Recently, the U.S. Department of Energy (DOE) launched an initiative to improve the cybersecurity of electric utilities’ industrial control systems (ICS) and secure the energy sector supply chain. The initiative, named as 100-Day Plan,  is a coordinated effort between the DOE, the electricity industry, and the Cybersecurity and Infrastructure Security Agency (CISA).

What is the 100-Day Plan?

The 100-day initiative implements swift and aggressive actions to tackle the rising cyberattacks. Over the next 100 days, the DOE’s Office of Cybersecurity, Energy Security, and Emergency Response (CESER) will advance the technologies and systems to provide cyber visibility, detection, and response capabilities for industrial control systems of electric utilities.

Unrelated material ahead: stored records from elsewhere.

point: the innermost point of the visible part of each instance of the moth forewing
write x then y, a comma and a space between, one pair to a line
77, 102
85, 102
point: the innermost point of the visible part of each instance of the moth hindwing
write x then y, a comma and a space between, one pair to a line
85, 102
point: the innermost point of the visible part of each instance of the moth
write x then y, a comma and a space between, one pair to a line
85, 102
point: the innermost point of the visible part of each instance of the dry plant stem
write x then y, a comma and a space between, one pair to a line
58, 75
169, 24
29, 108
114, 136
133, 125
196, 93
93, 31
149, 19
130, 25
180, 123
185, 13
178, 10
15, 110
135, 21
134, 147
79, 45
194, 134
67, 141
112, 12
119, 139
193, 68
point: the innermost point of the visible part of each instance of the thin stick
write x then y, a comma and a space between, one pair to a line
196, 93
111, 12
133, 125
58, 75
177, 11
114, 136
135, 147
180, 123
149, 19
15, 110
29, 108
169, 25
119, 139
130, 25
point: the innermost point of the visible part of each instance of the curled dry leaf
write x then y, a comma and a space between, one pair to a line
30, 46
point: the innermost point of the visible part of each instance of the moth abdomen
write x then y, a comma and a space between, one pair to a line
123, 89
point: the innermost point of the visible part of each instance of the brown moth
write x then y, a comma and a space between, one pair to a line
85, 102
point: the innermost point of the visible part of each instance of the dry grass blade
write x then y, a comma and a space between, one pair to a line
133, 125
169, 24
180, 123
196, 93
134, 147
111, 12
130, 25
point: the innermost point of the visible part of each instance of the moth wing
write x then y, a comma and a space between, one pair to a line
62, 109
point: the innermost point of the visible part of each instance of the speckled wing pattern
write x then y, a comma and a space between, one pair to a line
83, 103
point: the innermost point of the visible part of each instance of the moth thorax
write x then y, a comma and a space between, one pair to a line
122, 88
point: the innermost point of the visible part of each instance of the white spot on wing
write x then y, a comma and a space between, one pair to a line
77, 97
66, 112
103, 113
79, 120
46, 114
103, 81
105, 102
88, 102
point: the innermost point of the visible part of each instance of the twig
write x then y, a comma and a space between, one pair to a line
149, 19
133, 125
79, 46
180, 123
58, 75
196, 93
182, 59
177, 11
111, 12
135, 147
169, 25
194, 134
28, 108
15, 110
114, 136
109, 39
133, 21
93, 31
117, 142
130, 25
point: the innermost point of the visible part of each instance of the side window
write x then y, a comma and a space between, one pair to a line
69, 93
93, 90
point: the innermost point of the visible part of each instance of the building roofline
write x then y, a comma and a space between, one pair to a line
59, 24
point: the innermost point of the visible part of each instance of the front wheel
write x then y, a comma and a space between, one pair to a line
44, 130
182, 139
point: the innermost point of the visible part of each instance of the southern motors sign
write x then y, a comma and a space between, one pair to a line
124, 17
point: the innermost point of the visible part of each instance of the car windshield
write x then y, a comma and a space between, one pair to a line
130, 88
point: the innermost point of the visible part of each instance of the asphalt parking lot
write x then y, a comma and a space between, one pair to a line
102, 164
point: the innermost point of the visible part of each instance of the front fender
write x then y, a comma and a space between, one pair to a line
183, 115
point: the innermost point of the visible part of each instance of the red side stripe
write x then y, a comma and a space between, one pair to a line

The initiative will enhance the cybersecurity defenses and:

  • Encourage owners and operators to implement measures or technology that enhance their detection, mitigation, and forensic capabilities.
  • Include concrete milestones over the next 100 days for owners and operators to identify and deploy technologies and systems that enable near real-time situational awareness and response capabilities in the critical industrial control system (ICS) and operational technology (OT) networks.
  • Reinforce and enhance the cybersecurity posture of critical infrastructure information technology (IT) networks; and
  • Include a voluntary industry effort to deploy technologies to increase the visibility of threats in ICS and OT systems.

A Collective Effort

The DOE also released a new Request for Information (RFI) from the electric utilities, energy companies, academia, research laboratories, government agencies, and other stakeholders for recommendations for supply chain security in U.S. energy systems. The RFI will enable the DOE to implement new initiatives to secure the nation’s critical infrastructure against state-sponsored cyber campaigns. The government and organizations in the U.S. have focused on improving the cybersecurity standards in the wake of the recent high-profile cyberattacks like the Russian-backed SolarWinds hacking campaign and exploitation of Microsoft Exchange server vulnerabilities.

What the Experts Say…

Commenting on the new initiative, the Secretary of Energy Jennifer M. Granholm said, “The United States faces a well-documented and increasing cyber threat from malicious actors seeking to disrupt the electricity Americans rely on to power our homes and businesses. It’s up to both government and industry to prevent possible harms—that’s why we’re working together to take these decisive measures so Americans can rely on a resilient, secure, and clean energy system.”

“The safety and security of the American people depend on the resilience of our nation’s critical infrastructure. This partnership with the Department of Energy to protect the U.S. electric system will prove a valuable pilot as we continue our work to secure industrial control systems across all sectors,” said CISA Director (Acting) Brandon Wales.